Job Overview
We are seeking a highly skilled Senior Site Reliability Engineer to join our team.
Main Responsibilities:
* Infrastructure Engineering: Design and implement scalable and resilient infrastructure solutions, ensuring they meet service level agreements (SLAs) and adapt dynamically to changing demands.
* Automation and DevOps: Develop and evolve infrastructure as code (IaC) using tools like Terraform, and continuous integration/continuous deployment (CI/CD) pipelines using GitHub Actions, to enable safe and rapid feature delivery.
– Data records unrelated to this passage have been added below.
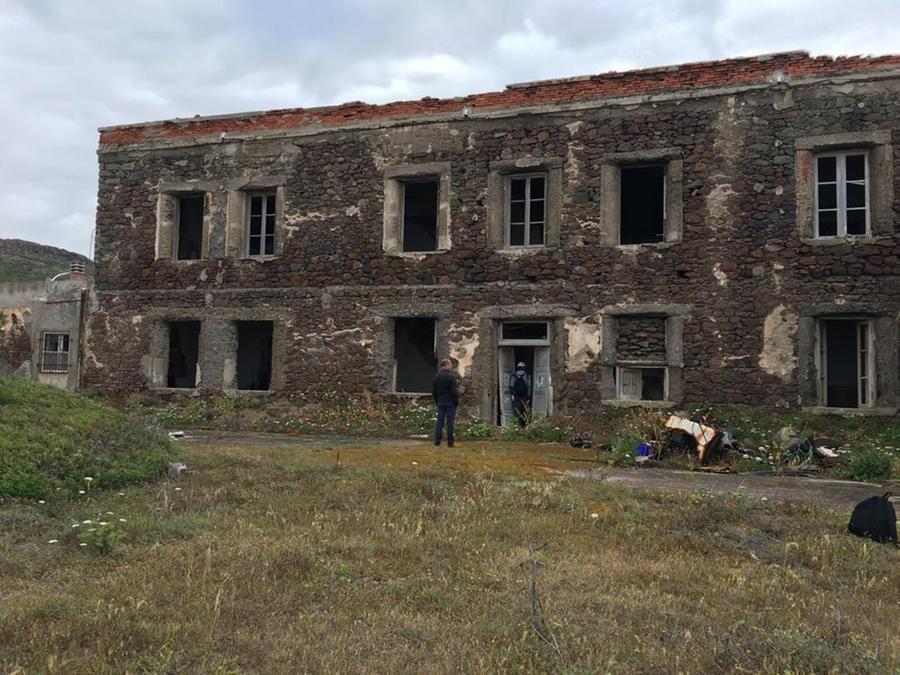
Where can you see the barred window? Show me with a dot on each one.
(55, 353)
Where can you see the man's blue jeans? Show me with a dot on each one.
(445, 411)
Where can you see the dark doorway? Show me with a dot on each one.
(184, 349)
(642, 204)
(420, 209)
(190, 227)
(841, 364)
(254, 355)
(414, 355)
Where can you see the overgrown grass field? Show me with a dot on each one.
(285, 559)
(55, 443)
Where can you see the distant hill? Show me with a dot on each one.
(26, 261)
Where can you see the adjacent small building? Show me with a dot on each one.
(721, 231)
(41, 327)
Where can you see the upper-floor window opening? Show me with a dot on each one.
(190, 226)
(525, 215)
(842, 194)
(643, 204)
(420, 215)
(261, 224)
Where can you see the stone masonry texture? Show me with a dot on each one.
(747, 275)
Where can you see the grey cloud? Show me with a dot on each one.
(69, 66)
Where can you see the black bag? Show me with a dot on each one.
(520, 386)
(875, 518)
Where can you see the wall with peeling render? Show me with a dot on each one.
(741, 266)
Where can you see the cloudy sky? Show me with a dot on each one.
(70, 66)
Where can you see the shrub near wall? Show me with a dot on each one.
(57, 443)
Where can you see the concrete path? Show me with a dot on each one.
(836, 494)
(530, 459)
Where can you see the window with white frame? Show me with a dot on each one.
(525, 210)
(261, 224)
(842, 194)
(55, 353)
(645, 383)
(846, 362)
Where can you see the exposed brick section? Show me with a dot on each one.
(749, 280)
(727, 72)
(641, 339)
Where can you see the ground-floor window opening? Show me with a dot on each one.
(184, 351)
(641, 383)
(254, 355)
(846, 362)
(415, 357)
(55, 353)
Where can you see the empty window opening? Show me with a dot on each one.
(842, 194)
(526, 210)
(261, 225)
(55, 353)
(415, 358)
(190, 227)
(254, 355)
(524, 330)
(184, 350)
(845, 362)
(641, 384)
(420, 211)
(642, 202)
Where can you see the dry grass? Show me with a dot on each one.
(279, 559)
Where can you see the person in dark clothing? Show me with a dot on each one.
(446, 398)
(520, 388)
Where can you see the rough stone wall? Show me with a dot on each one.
(641, 339)
(740, 256)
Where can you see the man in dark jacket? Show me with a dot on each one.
(446, 398)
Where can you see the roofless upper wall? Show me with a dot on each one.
(738, 72)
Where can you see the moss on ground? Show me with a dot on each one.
(284, 559)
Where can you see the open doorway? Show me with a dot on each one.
(415, 357)
(526, 343)
(254, 355)
(845, 362)
(184, 350)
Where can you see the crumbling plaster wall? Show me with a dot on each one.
(738, 257)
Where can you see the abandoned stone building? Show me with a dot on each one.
(720, 231)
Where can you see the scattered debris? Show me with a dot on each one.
(703, 435)
(874, 518)
(581, 440)
(176, 469)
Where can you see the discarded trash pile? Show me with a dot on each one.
(714, 447)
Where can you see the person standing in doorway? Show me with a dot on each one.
(446, 397)
(520, 388)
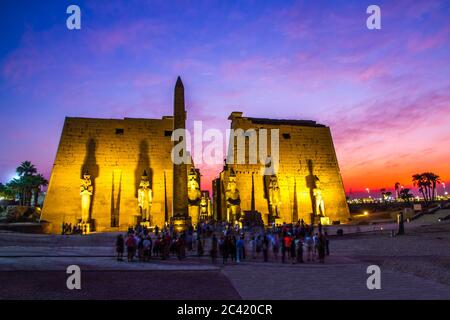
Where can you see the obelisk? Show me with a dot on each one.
(180, 198)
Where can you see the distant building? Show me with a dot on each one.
(308, 178)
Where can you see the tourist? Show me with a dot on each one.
(287, 241)
(258, 246)
(166, 246)
(275, 246)
(181, 247)
(265, 248)
(309, 243)
(299, 246)
(293, 250)
(253, 247)
(240, 249)
(147, 244)
(321, 248)
(120, 244)
(214, 243)
(199, 246)
(131, 245)
(224, 249)
(232, 248)
(140, 246)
* Reliability and Observability: Partner with teams to establish meaningful service level indicators (SLIs) and service level objectives (SLOs), implement real-time observability using tools like Datadog, Prometheus, and Grafana, and proactively identify potential risks before they impact users.
* Incident Response and Improvement: Lead the on-call rotation, facilitate blameless post-mortems, and foster a culture of continuous improvement to ensure outages become valuable learning opportunities.
* Mentorship and Knowledge Sharing: Share expertise through pairing with engineers, conducting brown-bag sessions on reliability best practices, and contributing to the growth of the global engineering organization.
* Security and Compliance: Collaborate with the Security team to integrate security controls into CI/CD, runtime environments, and disaster-recovery plans, ensuring the protection of customers and citizens.
Requirements:
* Demonstrated experience in production SRE, DevOps, or infrastructure roles, preferably in a SaaS or large-scale web environment.
* Expertise in at least one public cloud (AWS, Azure, or GCP) and comfort designing hybrid migrations from on-premises to cloud.
* Proven track record with IaC tools (Terraform, CloudFormation, or similar) and container orchestration (Kubernetes, ECS, AKS, OpenShift).
* Proven track record with virtual machine orchestration/provisioning and resiliency strategies (Kubevirt, Packer, Ansible, etc.).
* Strong coding/scripting skills (Python, Go, Bash, etc.) and passion for building reusable, tested libraries and tooling.
* Deep understanding of monitoring, logging, and tracing frameworks (Prometheus/Grafana, ELK/Opensearch, Jaeger, etc.).
* Excellent communication skills, thriving in cross-functional teams, with ability to translate complex technical issues into clear, actionable plans.